The company was, as you might imagine, quite happy with the way things turned out by the mid 2000s, but like a small town kid getting a taste of Hollywood fame, it didn’t seem very well equipped to handle it. Improvements on its most beloved products, like the Curve, came slowly, as though the people making those decisions were absolutely terrified of making a mistake.
Instead, any creativity the company had was spent—more like wasted—on ill-conceived attempts to create something that looked or sounded “cool.” Once the iPhone launched and Android began to truly compete with Apple for the smartphone crown, BlackBerry decided it wanted to play the same game. Completely overmatched and absolutely missing the entire point of why people liked the iPhone, the company launched the touchscreen-equipped Storm. The Storm2 followed less than a year later, but neither had any staying power.
In 2010, while devices like the Retina-equipped iPhone 4, Motorola Droid X, and HTC Evo 4G were snatching headlines, BlackBerry released the Style—a flip phone that looked like it would have been more at home in wireless shops in 2006. Nobody had any idea what direction the company actually wanted to take with its devices, and this didn’t do BlackBerry’s bottom line any favors.
The new phones weren’t horrible in terms of performance or build quality, but at a time when other companies were redefining what a smartphone could be, BlackBerry’s complete lack of direction was seen more as a white flag of surrender than a push to return to prominence.
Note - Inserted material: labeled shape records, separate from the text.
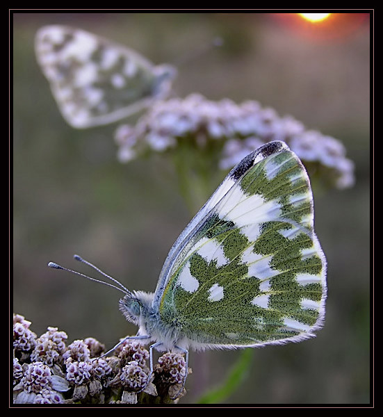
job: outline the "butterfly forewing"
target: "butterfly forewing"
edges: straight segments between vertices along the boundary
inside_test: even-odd
[[[312,336],[326,295],[313,229],[302,163],[282,142],[262,147],[232,170],[176,242],[156,293],[161,318],[201,345]]]
[[[67,122],[106,124],[137,113],[170,90],[175,70],[81,29],[40,29],[36,56]]]

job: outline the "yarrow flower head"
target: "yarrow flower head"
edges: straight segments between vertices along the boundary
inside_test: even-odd
[[[90,362],[92,370],[90,373],[92,376],[101,379],[107,377],[112,372],[112,368],[108,362],[102,358],[97,358]]]
[[[146,386],[147,375],[138,362],[131,361],[121,369],[119,379],[121,385],[125,389],[138,391]]]
[[[90,351],[88,345],[81,340],[74,341],[68,346],[67,350],[63,355],[64,361],[67,361],[69,358],[79,362],[89,361]]]
[[[13,385],[17,384],[23,376],[23,368],[17,358],[13,358]]]
[[[58,332],[57,327],[48,327],[48,332],[37,339],[36,346],[31,354],[31,360],[41,361],[49,366],[53,366],[65,352],[67,337],[65,332]]]
[[[70,358],[66,361],[66,379],[71,384],[82,385],[90,379],[92,367],[90,362],[73,361]]]
[[[42,362],[33,362],[24,373],[21,384],[27,393],[39,393],[44,389],[51,389],[52,384],[51,369]]]
[[[197,94],[159,101],[135,126],[120,126],[115,138],[122,162],[150,151],[175,151],[183,142],[201,149],[215,147],[223,170],[268,142],[282,140],[304,162],[315,163],[329,183],[344,188],[354,183],[354,165],[339,140],[307,131],[293,117],[281,117],[254,101],[212,101]]]
[[[51,389],[42,390],[35,398],[33,404],[63,404],[64,398],[60,393]]]
[[[13,315],[13,348],[17,351],[30,352],[36,345],[37,335],[29,329],[30,325],[22,316]]]
[[[146,361],[149,359],[149,352],[139,342],[126,341],[120,347],[116,354],[121,359],[121,366],[124,366],[131,361],[136,361],[140,366],[144,367]]]

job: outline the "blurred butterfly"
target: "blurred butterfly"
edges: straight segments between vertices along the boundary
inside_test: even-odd
[[[177,71],[154,65],[129,48],[68,26],[41,28],[35,52],[65,120],[73,127],[107,124],[165,97]]]
[[[154,348],[184,352],[187,362],[190,348],[314,336],[325,318],[326,259],[301,161],[282,142],[241,161],[172,247],[154,293],[111,279],[125,294],[122,313],[139,327],[127,338],[152,343],[152,371]]]

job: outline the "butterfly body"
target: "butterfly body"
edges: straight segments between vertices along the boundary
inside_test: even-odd
[[[283,142],[233,168],[176,240],[154,293],[120,302],[158,350],[309,338],[323,325],[326,261],[309,178]]]

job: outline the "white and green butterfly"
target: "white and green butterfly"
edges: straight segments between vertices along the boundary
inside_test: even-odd
[[[116,122],[165,97],[177,73],[124,46],[60,25],[38,31],[35,52],[63,116],[79,129]]]
[[[282,142],[247,155],[176,240],[155,292],[120,285],[120,309],[139,327],[130,338],[152,343],[151,359],[154,348],[184,352],[187,361],[189,349],[314,336],[324,322],[326,259],[300,159]]]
Despite continuing the Curve line and introducing other qwerty-equipped devices, BlackBerry became a punchline.
The Bold, which I consider to be one of the few things BlackBerry did absolutely right, fell victim to the same slow evolution as the Curve, with its only impressive update coming three years after the launch of the original. That change brought with it a higher resolution display, touchscreen input, and a variety of light and motion sensors. The line was eventually killed off entirely, which isn’t surprising as BlackBerry repeatedly failed to give consumers a reason to upgrade.
The Classic
The BlackBerry Classic is, by all accounts, a worthy successor to the Curve, Bold, and other beloved qwerty smartphones of yesterday. It’s gorgeous from any angle and looks like a phone I’d want to play with and hold for hours, just like I did with my beloved 8330 so many years ago. It can utilize both BlackBerry and Android apps, and its battery is designed to last a very, very long time.
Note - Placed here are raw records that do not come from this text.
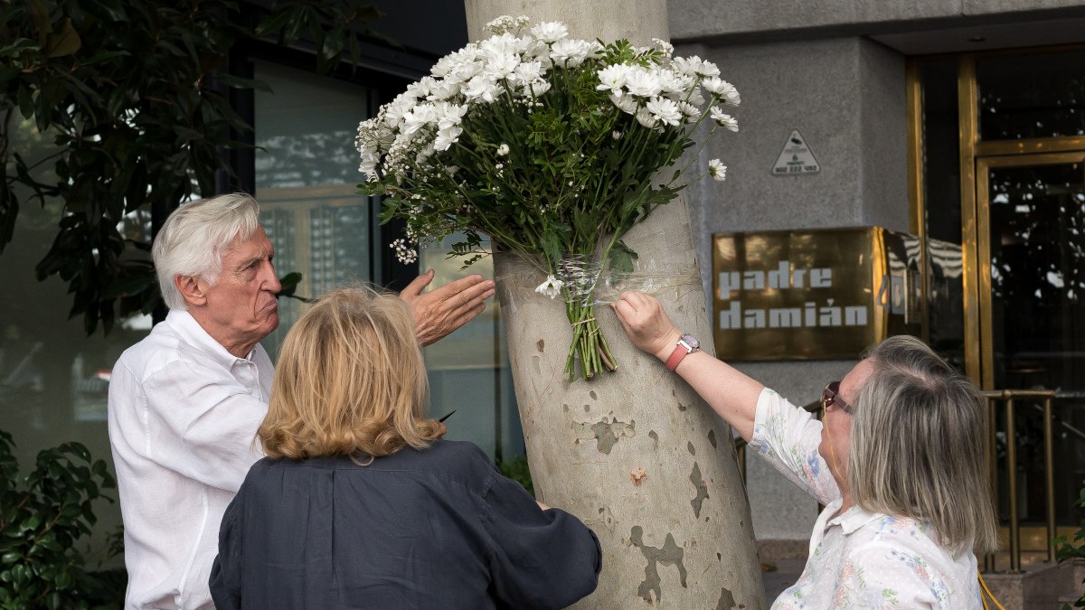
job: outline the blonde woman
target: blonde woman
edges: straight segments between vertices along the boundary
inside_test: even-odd
[[[288,333],[227,508],[210,590],[234,608],[563,608],[596,588],[599,543],[471,443],[423,417],[404,302],[326,295]]]
[[[982,608],[975,551],[996,545],[975,386],[927,345],[892,336],[826,385],[822,421],[697,350],[660,303],[613,308],[768,460],[825,505],[799,581],[774,609]]]

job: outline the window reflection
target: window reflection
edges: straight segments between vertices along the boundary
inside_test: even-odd
[[[1085,134],[1085,52],[982,58],[980,139]]]
[[[461,269],[467,257],[448,257],[460,238],[422,249],[422,269],[433,269],[432,285],[442,285],[470,274],[494,277],[493,259],[485,257]],[[448,439],[468,440],[492,458],[508,459],[524,453],[520,414],[509,369],[505,326],[494,297],[486,310],[463,328],[425,347],[430,395],[435,417],[456,411],[445,423]]]
[[[256,199],[279,275],[301,272],[296,294],[309,297],[379,282],[372,204],[357,194],[354,149],[372,90],[268,62],[256,62],[255,76],[273,90],[255,97]],[[280,300],[279,329],[263,342],[272,359],[307,307]]]
[[[1081,163],[988,173],[997,387],[1085,390],[1082,178]]]

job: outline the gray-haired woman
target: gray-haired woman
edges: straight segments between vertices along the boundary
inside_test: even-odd
[[[921,341],[892,336],[826,385],[824,421],[697,351],[660,303],[613,304],[634,344],[685,379],[826,506],[775,609],[982,608],[974,551],[995,548],[982,398]]]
It’s the phone the Curve and Bold should have evolved into but never got the chance.
The Classic is BlackBerry’s equivalent of Apple’s iPhone 6. It’s the logical progression of a product that everyone clearly loved, but instead of continuing the existing brands—building customer loyalty and creating hype around each new update—BlackBerry psyched itself out and only now seems to have realized exactly what made people love its phones in the first place.
Imagine if Apple had stopped updating the iPhone after the iPhone 3GS, let it die an untimely death, screwed around with subpar designs, bad marketing, and exhibited a complete lack of direction for half a decade and then released the device that is the iPhone 6 under the name iPhone Classic. Boom, that’s BlackBerry.
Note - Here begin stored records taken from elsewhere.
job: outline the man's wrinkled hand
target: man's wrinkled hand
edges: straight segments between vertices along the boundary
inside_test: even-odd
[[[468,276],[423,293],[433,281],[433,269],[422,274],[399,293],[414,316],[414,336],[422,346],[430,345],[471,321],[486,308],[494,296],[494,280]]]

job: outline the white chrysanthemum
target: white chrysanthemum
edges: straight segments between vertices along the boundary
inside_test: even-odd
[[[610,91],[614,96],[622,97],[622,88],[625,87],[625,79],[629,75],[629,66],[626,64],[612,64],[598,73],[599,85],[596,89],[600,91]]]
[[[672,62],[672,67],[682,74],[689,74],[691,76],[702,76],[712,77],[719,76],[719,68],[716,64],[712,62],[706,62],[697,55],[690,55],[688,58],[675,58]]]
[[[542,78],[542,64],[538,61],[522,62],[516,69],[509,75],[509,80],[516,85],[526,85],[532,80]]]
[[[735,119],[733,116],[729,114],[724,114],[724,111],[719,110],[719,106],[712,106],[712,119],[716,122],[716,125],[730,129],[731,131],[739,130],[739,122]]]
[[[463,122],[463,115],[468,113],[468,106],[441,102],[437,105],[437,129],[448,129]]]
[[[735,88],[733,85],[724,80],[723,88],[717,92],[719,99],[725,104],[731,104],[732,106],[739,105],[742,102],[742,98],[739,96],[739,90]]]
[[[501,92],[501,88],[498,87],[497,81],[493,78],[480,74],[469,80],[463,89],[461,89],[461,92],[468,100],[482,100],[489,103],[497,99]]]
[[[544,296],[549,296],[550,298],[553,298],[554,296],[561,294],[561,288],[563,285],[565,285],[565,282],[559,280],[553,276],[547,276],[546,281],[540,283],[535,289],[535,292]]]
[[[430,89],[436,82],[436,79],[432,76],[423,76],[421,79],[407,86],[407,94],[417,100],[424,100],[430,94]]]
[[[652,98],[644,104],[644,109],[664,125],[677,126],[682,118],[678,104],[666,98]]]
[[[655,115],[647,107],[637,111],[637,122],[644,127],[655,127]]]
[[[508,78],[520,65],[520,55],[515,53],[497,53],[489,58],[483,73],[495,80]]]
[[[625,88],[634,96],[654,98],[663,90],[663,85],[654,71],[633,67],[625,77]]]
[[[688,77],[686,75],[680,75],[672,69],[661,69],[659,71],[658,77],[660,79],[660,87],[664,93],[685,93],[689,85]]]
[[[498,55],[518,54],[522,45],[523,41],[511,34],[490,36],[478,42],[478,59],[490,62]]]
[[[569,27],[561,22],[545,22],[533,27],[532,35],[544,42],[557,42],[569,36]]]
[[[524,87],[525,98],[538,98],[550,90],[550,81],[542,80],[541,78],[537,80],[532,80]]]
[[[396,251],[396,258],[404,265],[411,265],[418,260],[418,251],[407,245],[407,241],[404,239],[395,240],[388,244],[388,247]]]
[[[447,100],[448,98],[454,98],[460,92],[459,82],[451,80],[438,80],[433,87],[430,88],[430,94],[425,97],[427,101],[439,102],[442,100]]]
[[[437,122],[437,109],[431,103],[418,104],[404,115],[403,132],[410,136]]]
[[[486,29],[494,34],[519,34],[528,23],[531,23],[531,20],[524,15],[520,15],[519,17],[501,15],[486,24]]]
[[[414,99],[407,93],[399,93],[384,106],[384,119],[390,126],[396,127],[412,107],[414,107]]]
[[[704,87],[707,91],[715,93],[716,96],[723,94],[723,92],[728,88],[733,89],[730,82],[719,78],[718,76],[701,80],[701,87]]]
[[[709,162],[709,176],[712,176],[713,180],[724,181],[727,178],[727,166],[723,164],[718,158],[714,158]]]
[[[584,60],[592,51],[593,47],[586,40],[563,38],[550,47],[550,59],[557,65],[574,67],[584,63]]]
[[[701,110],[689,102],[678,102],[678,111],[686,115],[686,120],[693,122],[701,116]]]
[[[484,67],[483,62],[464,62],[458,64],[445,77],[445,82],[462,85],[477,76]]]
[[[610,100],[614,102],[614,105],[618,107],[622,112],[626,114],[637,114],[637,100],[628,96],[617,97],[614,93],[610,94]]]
Will the Classic change the company’s fortunes? If my calendar said 2009—heck, maybe even 2011—I’d say it had a fighting chance. It’s a much tougher task today, and with as many missteps as BlackBerry as made in the past, it’s hard to have any faith in the platform or even the company itself. Will BlackBerry even exist in three years? What about five? 10? Your guess is as good as mine.
What I know for sure is that, at the moment, BlackBerry has fought through its cloudy headed haze and stumbled upon an idea that appears solid—the idea that BlackBerry was cool because of what you could do with it, not because of the logo. I fear it’s an idea that has come five years too late.